20.09.2011 – Arndt Zinkant / Westfälischen Nachrichten: Gewalt wütet im engen Käfig

Pressespiegel

 

20.09.2011 – Arndt Zinkant für die Westfälischen Nachrichten
Gewalt wütet im engen Käfig

Bombenalarm! Der Donner bohrt sich ins Gehör. Von der eisig flirrenden „Discokugel“ an der Decke prasseln Lichter wie Granatsplitter auf die Netzhäute des Publikums. Und eine Handvoll junger Männer windet sich auf der Bühne des Pumpenhauses, vor Schmerz brüllend. Während manche Theatermacher das Publikum behutsam auf ihre Seite ziehen, wird beim palästinensischen „Freedom Theatre“ direkt zur Attacke geblasen. Eine Stunde lang feuern die Theatermacher quasi aus allen Rohren auf alle Sinne – bis der Qualm sich verzogen hat, sie selbst ganz erschöpft neben sich stehen und der Applaus sich wie aus Erschöpfung hochschraubt. Aggressives, körperliches Theater, das nicht kaltlässt.
Dass das Stück „Sho Kman? – Was noch?“ voller Wut steckt, kann nicht überraschen.
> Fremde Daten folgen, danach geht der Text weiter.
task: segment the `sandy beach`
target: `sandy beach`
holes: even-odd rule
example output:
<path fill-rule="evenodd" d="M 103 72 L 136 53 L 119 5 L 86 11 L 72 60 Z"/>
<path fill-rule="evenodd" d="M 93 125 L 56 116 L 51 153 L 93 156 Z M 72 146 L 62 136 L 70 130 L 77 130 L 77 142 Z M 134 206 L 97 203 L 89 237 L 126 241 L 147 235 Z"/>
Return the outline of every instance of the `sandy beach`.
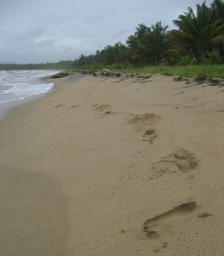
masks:
<path fill-rule="evenodd" d="M 49 81 L 0 120 L 1 255 L 224 255 L 223 82 Z"/>

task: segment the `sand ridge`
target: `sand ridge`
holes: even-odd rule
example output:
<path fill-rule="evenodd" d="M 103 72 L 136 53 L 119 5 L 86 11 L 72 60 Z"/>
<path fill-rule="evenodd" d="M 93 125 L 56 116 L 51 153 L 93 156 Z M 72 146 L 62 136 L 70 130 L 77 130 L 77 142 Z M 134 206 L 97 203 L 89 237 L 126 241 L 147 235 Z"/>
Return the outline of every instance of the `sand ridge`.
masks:
<path fill-rule="evenodd" d="M 2 255 L 223 255 L 222 81 L 117 76 L 0 121 Z"/>

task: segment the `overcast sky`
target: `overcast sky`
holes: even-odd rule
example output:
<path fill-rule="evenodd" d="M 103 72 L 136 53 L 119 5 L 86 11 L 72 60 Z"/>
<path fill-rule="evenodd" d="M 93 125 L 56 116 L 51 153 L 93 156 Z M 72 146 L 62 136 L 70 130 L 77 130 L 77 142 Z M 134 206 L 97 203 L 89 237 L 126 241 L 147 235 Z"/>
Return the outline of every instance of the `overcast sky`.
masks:
<path fill-rule="evenodd" d="M 173 19 L 204 0 L 0 0 L 0 63 L 57 62 L 125 43 L 138 24 Z M 210 6 L 212 0 L 207 0 Z"/>

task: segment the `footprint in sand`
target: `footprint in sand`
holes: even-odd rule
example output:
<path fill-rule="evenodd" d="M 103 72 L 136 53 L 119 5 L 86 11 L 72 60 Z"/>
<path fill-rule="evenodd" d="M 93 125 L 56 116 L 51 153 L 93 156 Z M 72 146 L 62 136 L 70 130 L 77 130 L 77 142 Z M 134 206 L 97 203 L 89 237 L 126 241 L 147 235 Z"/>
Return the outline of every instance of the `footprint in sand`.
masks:
<path fill-rule="evenodd" d="M 198 166 L 193 155 L 181 147 L 178 147 L 175 150 L 173 160 L 178 168 L 184 172 L 193 170 Z"/>
<path fill-rule="evenodd" d="M 143 141 L 152 141 L 155 138 L 158 136 L 155 129 L 147 129 L 143 135 Z"/>
<path fill-rule="evenodd" d="M 180 204 L 165 213 L 148 219 L 143 224 L 143 231 L 149 239 L 158 239 L 169 234 L 175 225 L 195 211 L 196 207 L 195 202 Z"/>
<path fill-rule="evenodd" d="M 111 111 L 107 111 L 105 113 L 102 114 L 98 114 L 95 116 L 95 118 L 97 119 L 102 119 L 108 117 L 109 115 L 114 115 L 114 112 L 112 112 Z"/>
<path fill-rule="evenodd" d="M 58 105 L 56 105 L 54 108 L 57 109 L 57 108 L 60 108 L 60 107 L 62 107 L 63 106 L 64 106 L 63 104 L 58 104 Z"/>
<path fill-rule="evenodd" d="M 109 108 L 111 108 L 111 105 L 110 104 L 94 104 L 92 106 L 92 108 L 93 108 L 96 111 L 105 111 L 107 109 L 108 109 Z"/>

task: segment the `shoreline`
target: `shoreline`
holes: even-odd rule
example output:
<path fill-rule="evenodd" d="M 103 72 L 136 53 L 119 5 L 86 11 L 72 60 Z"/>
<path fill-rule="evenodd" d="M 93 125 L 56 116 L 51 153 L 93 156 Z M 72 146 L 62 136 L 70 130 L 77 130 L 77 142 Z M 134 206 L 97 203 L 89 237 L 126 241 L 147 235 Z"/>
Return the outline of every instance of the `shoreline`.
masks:
<path fill-rule="evenodd" d="M 0 120 L 4 255 L 223 254 L 223 88 L 49 79 Z"/>

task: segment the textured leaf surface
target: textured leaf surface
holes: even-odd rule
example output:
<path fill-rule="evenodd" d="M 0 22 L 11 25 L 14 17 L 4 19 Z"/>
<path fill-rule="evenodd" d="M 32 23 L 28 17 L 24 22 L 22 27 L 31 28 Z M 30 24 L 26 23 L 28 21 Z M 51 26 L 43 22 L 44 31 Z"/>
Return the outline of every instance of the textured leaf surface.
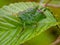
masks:
<path fill-rule="evenodd" d="M 21 26 L 21 20 L 17 14 L 37 5 L 35 2 L 20 2 L 0 9 L 0 45 L 20 45 L 56 25 L 52 13 L 47 8 L 43 8 L 46 18 L 38 21 L 37 26 L 28 25 L 24 28 Z"/>

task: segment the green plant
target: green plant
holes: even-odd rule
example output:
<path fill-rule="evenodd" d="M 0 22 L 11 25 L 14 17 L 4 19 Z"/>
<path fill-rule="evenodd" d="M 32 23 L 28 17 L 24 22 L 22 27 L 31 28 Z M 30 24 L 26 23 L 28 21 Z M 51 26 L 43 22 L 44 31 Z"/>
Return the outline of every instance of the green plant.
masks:
<path fill-rule="evenodd" d="M 57 24 L 51 11 L 38 3 L 20 2 L 4 6 L 0 9 L 0 45 L 22 44 Z"/>

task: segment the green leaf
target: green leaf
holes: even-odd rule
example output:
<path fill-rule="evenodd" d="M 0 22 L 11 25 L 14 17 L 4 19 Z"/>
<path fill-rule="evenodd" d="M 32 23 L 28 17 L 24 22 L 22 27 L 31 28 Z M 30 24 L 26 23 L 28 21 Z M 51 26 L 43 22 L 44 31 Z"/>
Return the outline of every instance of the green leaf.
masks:
<path fill-rule="evenodd" d="M 42 14 L 41 16 L 44 15 L 46 16 L 46 18 L 42 17 L 41 20 L 38 20 L 37 26 L 36 24 L 25 26 L 24 23 L 22 23 L 23 26 L 21 25 L 22 20 L 20 20 L 19 16 L 22 16 L 22 14 L 19 14 L 19 12 L 24 12 L 24 10 L 30 8 L 34 9 L 34 7 L 37 7 L 37 5 L 38 4 L 35 2 L 20 2 L 10 4 L 9 6 L 4 6 L 0 9 L 0 45 L 20 45 L 21 43 L 30 40 L 31 38 L 47 30 L 48 28 L 56 25 L 56 20 L 50 10 L 43 7 L 41 10 L 44 14 Z M 34 14 L 35 13 L 37 12 L 34 12 Z M 27 12 L 26 17 L 28 17 L 28 14 L 32 14 L 32 12 Z M 41 13 L 39 12 L 39 14 Z M 35 18 L 36 17 L 34 17 L 34 20 Z"/>

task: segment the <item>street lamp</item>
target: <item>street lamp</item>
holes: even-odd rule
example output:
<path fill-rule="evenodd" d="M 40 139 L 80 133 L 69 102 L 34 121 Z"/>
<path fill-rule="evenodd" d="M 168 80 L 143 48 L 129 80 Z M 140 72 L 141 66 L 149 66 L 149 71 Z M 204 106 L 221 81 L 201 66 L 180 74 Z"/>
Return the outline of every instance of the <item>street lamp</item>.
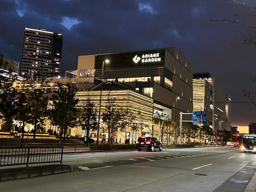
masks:
<path fill-rule="evenodd" d="M 176 102 L 175 102 L 175 123 L 174 124 L 174 143 L 176 143 L 176 111 L 177 110 L 177 99 L 180 99 L 180 97 L 177 97 L 176 99 Z"/>
<path fill-rule="evenodd" d="M 106 59 L 103 61 L 102 63 L 102 73 L 101 73 L 101 85 L 100 86 L 100 107 L 99 109 L 99 119 L 98 119 L 98 128 L 97 131 L 97 140 L 96 141 L 96 150 L 98 148 L 99 143 L 99 132 L 100 130 L 100 106 L 101 104 L 101 92 L 102 92 L 102 84 L 103 83 L 103 68 L 104 67 L 104 62 L 107 63 L 109 62 L 108 60 Z"/>
<path fill-rule="evenodd" d="M 217 132 L 216 131 L 216 119 L 218 119 L 218 118 L 217 117 L 215 118 L 214 123 L 214 129 L 215 130 L 215 144 L 217 142 Z"/>

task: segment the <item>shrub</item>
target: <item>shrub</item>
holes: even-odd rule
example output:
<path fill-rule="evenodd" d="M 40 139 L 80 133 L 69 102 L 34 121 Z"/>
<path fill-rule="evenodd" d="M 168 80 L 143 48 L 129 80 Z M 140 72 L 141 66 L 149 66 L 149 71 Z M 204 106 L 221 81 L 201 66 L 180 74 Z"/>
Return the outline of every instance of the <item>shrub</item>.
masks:
<path fill-rule="evenodd" d="M 96 149 L 95 143 L 91 143 L 90 145 L 90 150 L 93 151 Z M 113 150 L 117 149 L 130 149 L 137 148 L 136 144 L 98 144 L 98 150 Z"/>
<path fill-rule="evenodd" d="M 81 140 L 81 141 L 84 141 L 84 137 L 81 137 L 79 138 L 79 140 Z M 89 143 L 93 143 L 94 142 L 94 140 L 93 139 L 92 139 L 91 137 L 89 137 L 89 139 L 88 139 L 88 140 L 89 141 Z"/>

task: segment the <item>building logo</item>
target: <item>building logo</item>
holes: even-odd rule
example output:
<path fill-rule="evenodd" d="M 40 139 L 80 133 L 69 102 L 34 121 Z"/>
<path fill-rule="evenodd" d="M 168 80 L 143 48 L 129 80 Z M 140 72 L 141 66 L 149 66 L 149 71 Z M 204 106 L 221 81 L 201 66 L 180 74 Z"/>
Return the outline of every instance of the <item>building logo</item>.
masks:
<path fill-rule="evenodd" d="M 132 60 L 135 62 L 135 63 L 137 63 L 139 62 L 139 61 L 140 60 L 140 57 L 138 57 L 137 55 L 136 55 L 135 57 L 133 57 L 133 59 L 132 59 Z"/>

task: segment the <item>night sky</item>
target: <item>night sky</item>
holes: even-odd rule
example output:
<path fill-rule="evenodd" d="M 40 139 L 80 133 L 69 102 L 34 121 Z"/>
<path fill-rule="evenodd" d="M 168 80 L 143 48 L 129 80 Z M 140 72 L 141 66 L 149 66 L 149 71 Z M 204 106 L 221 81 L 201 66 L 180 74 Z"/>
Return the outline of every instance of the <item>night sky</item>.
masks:
<path fill-rule="evenodd" d="M 255 0 L 241 0 L 256 6 Z M 248 101 L 242 90 L 256 93 L 256 45 L 243 43 L 240 32 L 256 29 L 209 20 L 238 20 L 254 26 L 256 13 L 225 0 L 0 1 L 0 54 L 20 62 L 24 29 L 45 29 L 63 35 L 61 74 L 76 69 L 78 56 L 174 46 L 193 65 L 209 72 L 233 98 Z M 256 122 L 256 106 L 231 106 L 231 124 Z"/>

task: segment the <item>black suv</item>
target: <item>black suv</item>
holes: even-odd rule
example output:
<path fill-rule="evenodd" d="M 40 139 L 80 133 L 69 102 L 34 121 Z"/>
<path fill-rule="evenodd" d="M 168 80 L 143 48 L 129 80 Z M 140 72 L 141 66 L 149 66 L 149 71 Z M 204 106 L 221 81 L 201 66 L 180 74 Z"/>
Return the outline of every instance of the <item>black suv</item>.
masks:
<path fill-rule="evenodd" d="M 146 137 L 141 136 L 139 138 L 136 142 L 138 151 L 148 149 L 148 151 L 154 151 L 155 149 L 161 151 L 163 150 L 162 144 L 155 137 Z"/>

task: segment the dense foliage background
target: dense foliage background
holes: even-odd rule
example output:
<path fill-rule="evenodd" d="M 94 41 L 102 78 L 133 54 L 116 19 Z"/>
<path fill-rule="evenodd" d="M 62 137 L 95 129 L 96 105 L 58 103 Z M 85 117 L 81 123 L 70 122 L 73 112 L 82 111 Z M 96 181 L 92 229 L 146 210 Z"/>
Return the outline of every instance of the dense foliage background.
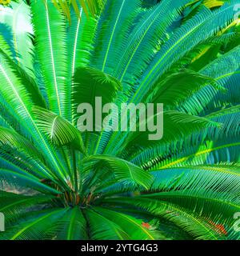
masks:
<path fill-rule="evenodd" d="M 0 238 L 239 239 L 238 1 L 159 2 L 1 6 Z M 162 139 L 81 134 L 96 96 L 164 103 Z"/>

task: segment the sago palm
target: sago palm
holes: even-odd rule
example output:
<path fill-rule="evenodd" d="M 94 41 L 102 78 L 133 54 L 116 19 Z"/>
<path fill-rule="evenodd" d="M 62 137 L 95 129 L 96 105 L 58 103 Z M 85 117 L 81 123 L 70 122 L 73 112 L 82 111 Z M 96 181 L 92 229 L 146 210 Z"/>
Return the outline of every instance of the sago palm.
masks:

Im April dieses Jahres wurde Juliano Mer-Khamis, der frühere Theaterleiter, von bislang unbekannten Tätern ermordet. Mer- Khamis, Sohn eines palästinensischen Vaters und einer jüdischen Mutter (die in den 80er Jahren schon ein ähnliches Projekt leitete), hatte 2006 das Theater neu gegründet. Jugendlichen Schauspielschülern soll es im besetzten Flüchtlingslager Jenin eine Möglichkeit bieten, die Gewaltspirale künstlerisch zu hinterfragen. Ein Kurzfilm führte das Publikum in die Thematik ein; „A big Prison“, ein großes Gefängnis nennt Juliano Mer- Khamis darin seine Heimat.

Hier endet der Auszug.